APIs are a significant piece of any software that uses the web. They're also incredibly important in SaaS as they provide consistency when systems need to be modular and scalable.
APIs allow systems to access the functionality or functionality of another. They’re made up of specifications and/or protocols, known as the API architecture, that define what messages are sent and how those messages are structured.
There’s a lot of debate around which architectural style is the best, so we’re going to be discussing the four most commonly-used API architectural styles and what scenario they would best fit.
A short overview of the four architectures
- RPC (Remote Procedure Call)
An RPC is a specification that makes the remote execution of a function in a different context possible.
- SOAP (Simple Objects Access Protocol)
A highly standardized web communication protocol that’s XML formatted.
- REST (Representational State Transfer)
An easy-to-understand style that’s defined by a set of constraints that was created with the intention of widespread adoption due to its self-explanatory nature.
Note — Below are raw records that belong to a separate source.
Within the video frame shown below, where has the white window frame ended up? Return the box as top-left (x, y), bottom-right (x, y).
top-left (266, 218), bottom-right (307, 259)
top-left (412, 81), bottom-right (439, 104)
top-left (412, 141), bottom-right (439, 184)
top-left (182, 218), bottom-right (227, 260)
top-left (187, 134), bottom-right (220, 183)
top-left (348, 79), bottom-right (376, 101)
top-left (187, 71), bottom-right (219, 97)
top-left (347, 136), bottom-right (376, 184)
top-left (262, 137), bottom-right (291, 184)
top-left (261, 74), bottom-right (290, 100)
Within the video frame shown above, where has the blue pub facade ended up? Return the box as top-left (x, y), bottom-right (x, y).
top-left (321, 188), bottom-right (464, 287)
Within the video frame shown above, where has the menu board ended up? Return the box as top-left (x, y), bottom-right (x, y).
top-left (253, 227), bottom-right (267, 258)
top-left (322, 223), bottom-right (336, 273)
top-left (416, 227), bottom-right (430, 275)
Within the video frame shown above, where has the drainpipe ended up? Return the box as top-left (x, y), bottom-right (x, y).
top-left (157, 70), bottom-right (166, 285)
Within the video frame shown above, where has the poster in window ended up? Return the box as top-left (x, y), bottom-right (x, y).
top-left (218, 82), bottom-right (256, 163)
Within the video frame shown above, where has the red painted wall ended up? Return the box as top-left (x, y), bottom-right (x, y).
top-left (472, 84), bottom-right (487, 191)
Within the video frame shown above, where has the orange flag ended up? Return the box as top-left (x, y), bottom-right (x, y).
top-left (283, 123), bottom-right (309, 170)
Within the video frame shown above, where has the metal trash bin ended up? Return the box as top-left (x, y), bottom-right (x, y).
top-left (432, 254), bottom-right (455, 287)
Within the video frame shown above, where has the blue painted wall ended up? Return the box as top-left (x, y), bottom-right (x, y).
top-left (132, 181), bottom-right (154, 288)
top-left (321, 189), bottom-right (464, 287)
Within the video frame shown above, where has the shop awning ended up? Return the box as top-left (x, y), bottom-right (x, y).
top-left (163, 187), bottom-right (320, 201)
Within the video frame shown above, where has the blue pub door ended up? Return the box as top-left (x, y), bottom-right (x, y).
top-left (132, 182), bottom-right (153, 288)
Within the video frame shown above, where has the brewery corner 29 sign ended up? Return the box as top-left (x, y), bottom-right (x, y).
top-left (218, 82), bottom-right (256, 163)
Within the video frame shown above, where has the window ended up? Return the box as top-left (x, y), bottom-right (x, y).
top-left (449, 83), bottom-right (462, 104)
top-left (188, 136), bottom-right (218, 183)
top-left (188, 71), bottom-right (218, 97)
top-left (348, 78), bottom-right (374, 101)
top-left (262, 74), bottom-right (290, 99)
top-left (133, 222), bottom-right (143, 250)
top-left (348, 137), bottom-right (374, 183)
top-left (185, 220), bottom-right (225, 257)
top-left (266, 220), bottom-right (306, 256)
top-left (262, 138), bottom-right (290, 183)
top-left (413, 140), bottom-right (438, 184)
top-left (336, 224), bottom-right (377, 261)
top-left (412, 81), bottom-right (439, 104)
A syntax that describes how to precisely request data.
The four architectures and their pros and cons
- Simple interactions: The RPC architecture uses POST for all tasks (except fetching information, which they use GET for). The interaction between a client and a server boils down to calling an endpoint and getting a reply.
- Functions are easy to add: If the API has a new requirement, then it’s easy to add another endpoint to execute it. All it takes is writing a new function and putting it behind an endpoint.
- High performance: RPC optimizes the network layer and makes it incredibly efficient, sending large amounts of messages between different services every day.
- Function overload: Since functions are so easy to create, there’s a tendency to avoid editing existing functions and instead just create new ones for the smallest of reasons.
This leads to a huge number of functions that are hard to keep track of, hard to understand, and often overlap.
- Tight coupling with underlying system: RPC has a tight coupling with the underlying system, an abstraction layer between the system functions and external API isn’t possible. This raises a lot of security, scalability, and side effects issues.
- Low discoverability: There isn’t any way to introspect the API or figuring out which function to call based on its requests.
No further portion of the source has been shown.